Revolution was upon the land. Bands of renegade warriors greedily clamored for a Meaningful Proposal. Sir Garvey, the infamous Knight Errant of the Bargaining Table, desperately sought to rally the rabble behind a beguiling dwarf called Bashful. But Lord Rozelle, heartless enforcer of the dread Option Compensation Ride, and his money-mad vassals, crying "Let them eat Astroturf!" from the security of their tax shelters, paid no heed. And then the peasants, feeling scorned after years of loyal support, sounded a lone clarion call amid the din, "Kick off or buzz off!"
And that's the way it was 200 years ago today.
So might the dark ages of the NFL be recounted in the year 2175. But since it is being played out in the volatile here and now, the spectacle seems more farce than morality play.
Shock theater is what the Patriots had in mind when they declined to play the Jets in the final game of the exhibition season. After the six-week strike by the NFL Players Association in 1974 and after more than 19 months without a contract or any sign of progress in negotiations between the Association and the owners' Management Council, everyone concerned was understandably frustrated. Indeed, a resolve born of distress seemed the only rationale for the Patriots' walkout and the sorry events that followed.
September 28, 1975
"We're trying to force both parties into a settlement," said Randy Vataha, the Pats' player representative. "We are standing up now to be counted. We want to find out how many teams are behind us."
But when the Patriots peeked over their shoulders last week there were only four teams, the Jets, Redskins, Giants and Lions, rallying to the strike call. Nine other teams apparently voted not to strike, though it was impossible to be sure since there was enough hedging and pussyfooting going on to shame a politician. With the Chiefs saying decisive things like, "The status quo will be maintained until further notice," you could not tell the scabs without a scorecard. "Frankly, we're losing control," said Ed Garvey, director of the NFLPA. "Essentially we have 26 locals all acting independently."
The disparity of reactions was an indication of bad communications more than it was a demonstration of unwillingness to make a "show of good faith." In many instances the team meetings were devoted mainly to trying to figure out what the players were voting for and why.
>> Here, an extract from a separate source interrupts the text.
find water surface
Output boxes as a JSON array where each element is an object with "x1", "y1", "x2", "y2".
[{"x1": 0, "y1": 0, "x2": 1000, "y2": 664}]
In the circumstances, one persuasive figure like Vataha could swing the sentiments of an entire team or, as in the case of the Vikings, the ferocity of the discussion could bust a team apart. Three Minnesota players stomped out of their meetings in disgust, while teammate Carl Eller did not even bother to attend.
"I'm not saying the NFL is an act of God," Eller said, reflecting a weary attitude of inevitability that is more widespread than anyone will admit. "All that I'm saying is this is September, the players are ready to go, the season ticket sales are in the bank and they got fresh paint on the stadiums. Do you really think they're not going to play football this fall?"
Not if one listened to the team owners. Despite the two-week truce that was won last Thursday, there is no ignoring the Giants' Wellington Mara, chairman of the Management Council, who warned at one point, "We may not play this season at all." And the Vikings' Max Winter said flatly, "There will never be a real settlement as long as Ed Garvey heads the players association."
Garvey views such uncompromising remarks as part of a concerted effort by management to discredit him and bust the union. Whether that is true or not, many of the players as well as the owners regrettably have let the negotiations deteriorate from a discussion of issues to fulmination over personalities. That was made abundantly clear when the Bills announced that they "cannot support the strike of any NFL team while Ed Garvey exists as director of the NFL Players' Association."
The main stumbling block in the protracted negotiations is the controversial so-called Rozelle Rule. The owners contend that it should be a bargaining issue; but since the courts have cast doubt on the rule's legality, Garvey says it should not be subject to negotiation.
For months the two sides have failed to progress beyond this "threshold issue." Despite the conciliatory words of Federal Mediator W. J. Usery, who played a tireless role in forging last week's truce, it still will take a mighty shove to open the door. Management gave the first nudge on Monday when it offered a series of proposals, including a new twist on the Rozelle Rule.
In the past, when a pro played out his option and signed with a new club, his former team could bargain for—or Rozelle could summarily assign—any of the players on the other team as compensation. Under the new proposal, only those players with fewer than four years service, or about half the NFL players, would be available for exchange. Similar modifications had been discussed before, but Monday was the first time they formally had been put in writing. That alone is a positive sign. And there are indications that, if the owners are willing to liberalize the Rozelle Rule significantly, then the players will relax their position and allow it to become a bargaining issue.
As negotiators worked toward the Oct. 2 deadline when the players will announce their vote on the latest proposal, the pros seemed to be following a new unwritten rule: plunge ahead with or without the Rozelle Rule, with or without Garvey's approval.
That is partly because many people in football have come to believe that the NFL's internal squabbles are angering the fans. "Neither management nor the players are all right or all wrong," says Detroit Coach Rick Forzano. "But it's all wrong for football." Perhaps the whole thing will make sense in 2175.